1933 Üniversite Reformu sonrasında Fen Fakültesi’ndeki öğretim kadrosu yeniden düzenlenmiş, Umumî Kimya Kürsüsü’ne müdür olarak Alman Prof. Fritz Arndt atanmıştır. Artel bu kürsüden 1936’da ayrılmış, Fizikokimya Enstitüsü’ne geçmiştir (Ertem 1982: 66-67). Sonrasında İstanbul Üniversitesi’nden de ayrılmış, İstanbul Güzel Sanatlar Akademisi’ne geçerek burada eğitimci olarak görev almıştır. Türk Kimya Cemiyeti’nde genel sekreterlik ve başkanlık yapmış, Fransız-Türk Mühendisleri Dostluk Cemiyeti İstanbul Kolu Başkanlığı’nı yürütmüştür (Terem 1967: 76). Artel’in alanla ilgili başlıca eserleri şunlardır (Terem 1967: 76):
-Türkçe Kimya Nomenclaturu Nasıl Olmalıdır (1935)

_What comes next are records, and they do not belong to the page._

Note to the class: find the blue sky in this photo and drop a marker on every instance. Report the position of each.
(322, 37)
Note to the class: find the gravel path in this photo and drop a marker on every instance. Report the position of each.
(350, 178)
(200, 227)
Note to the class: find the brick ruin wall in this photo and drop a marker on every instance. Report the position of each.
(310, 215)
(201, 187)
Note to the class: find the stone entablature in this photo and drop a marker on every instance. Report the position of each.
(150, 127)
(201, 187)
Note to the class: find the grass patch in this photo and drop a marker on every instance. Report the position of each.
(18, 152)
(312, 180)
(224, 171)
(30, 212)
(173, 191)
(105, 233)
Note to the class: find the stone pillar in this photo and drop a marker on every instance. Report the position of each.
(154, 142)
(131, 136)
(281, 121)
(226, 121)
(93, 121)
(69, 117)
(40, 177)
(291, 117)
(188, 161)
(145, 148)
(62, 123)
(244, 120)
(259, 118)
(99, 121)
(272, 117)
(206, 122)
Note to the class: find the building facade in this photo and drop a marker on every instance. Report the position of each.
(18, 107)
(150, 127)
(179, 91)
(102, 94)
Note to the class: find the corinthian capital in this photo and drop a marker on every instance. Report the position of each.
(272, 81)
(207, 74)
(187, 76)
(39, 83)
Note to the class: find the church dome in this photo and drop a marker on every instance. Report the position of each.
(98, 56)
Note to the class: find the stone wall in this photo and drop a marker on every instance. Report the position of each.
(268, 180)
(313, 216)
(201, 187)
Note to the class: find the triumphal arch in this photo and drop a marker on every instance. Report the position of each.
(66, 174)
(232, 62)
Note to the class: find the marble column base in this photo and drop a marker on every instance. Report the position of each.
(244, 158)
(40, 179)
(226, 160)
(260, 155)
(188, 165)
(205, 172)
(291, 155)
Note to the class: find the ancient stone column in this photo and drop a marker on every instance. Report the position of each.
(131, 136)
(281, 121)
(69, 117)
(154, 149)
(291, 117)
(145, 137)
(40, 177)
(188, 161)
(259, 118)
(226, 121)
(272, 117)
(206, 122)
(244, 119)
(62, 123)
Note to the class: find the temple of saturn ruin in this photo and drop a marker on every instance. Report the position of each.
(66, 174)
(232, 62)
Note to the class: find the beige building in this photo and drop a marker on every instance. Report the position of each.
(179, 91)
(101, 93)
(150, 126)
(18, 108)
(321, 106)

-Kimya Tedrisatında Laboratuvarların Rolü (1938)
-Kimya (A. Tian ve J. Roche) (1940)
-1839’dan 1939’a Kadar Türkiye’de Kimya Tedrisatı (1940)
-Evolution de l’Enseignement des Sciences physiques en Turquie (1940)

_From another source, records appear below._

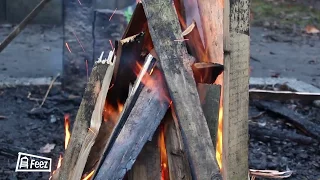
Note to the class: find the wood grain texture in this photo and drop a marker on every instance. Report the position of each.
(141, 124)
(211, 13)
(147, 165)
(164, 29)
(210, 99)
(82, 122)
(178, 164)
(235, 91)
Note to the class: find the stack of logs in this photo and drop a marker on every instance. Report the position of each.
(167, 126)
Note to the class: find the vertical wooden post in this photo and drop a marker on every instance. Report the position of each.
(235, 89)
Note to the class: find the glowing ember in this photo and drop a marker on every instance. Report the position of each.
(111, 44)
(112, 14)
(68, 47)
(78, 41)
(87, 68)
(67, 131)
(88, 176)
(163, 155)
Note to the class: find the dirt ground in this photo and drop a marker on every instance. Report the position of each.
(280, 47)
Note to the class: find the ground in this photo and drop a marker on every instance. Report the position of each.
(280, 47)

-Étude de l’effet corrosif de l’eau de la mer de Marmara sur quelques métaux et alliages (1942)
-Radioactivité (Madame Curie) (1950)
-Considération scientifiques et didactiques sur les matériaux de constructions (1951)
-Yapı Malzemesi Dersleri (1961)
Farklı konularda yazan Artel, edebiyata da ilgi göstermiş, ancak kimyayla bağını hiç koparmamıştır. Kimya alanında Fransızcadan yaptığı çeviriler dikkat çekicidir; bu durum yüksek tahsilini Lyon Üniversitesi’nde yapmış olmasına bağlanabilir. Çevirilerinde aslına sadık kalma düşüncesini benimseyen Artel, ilmî kelimelerin orijinalini mümkün olduğunca bozmamaya gayret etmiştir. Türkçe Kimya Nomenclaturu Nasıl Olmalıdır’ı da bu düşünceyle yazmıştır.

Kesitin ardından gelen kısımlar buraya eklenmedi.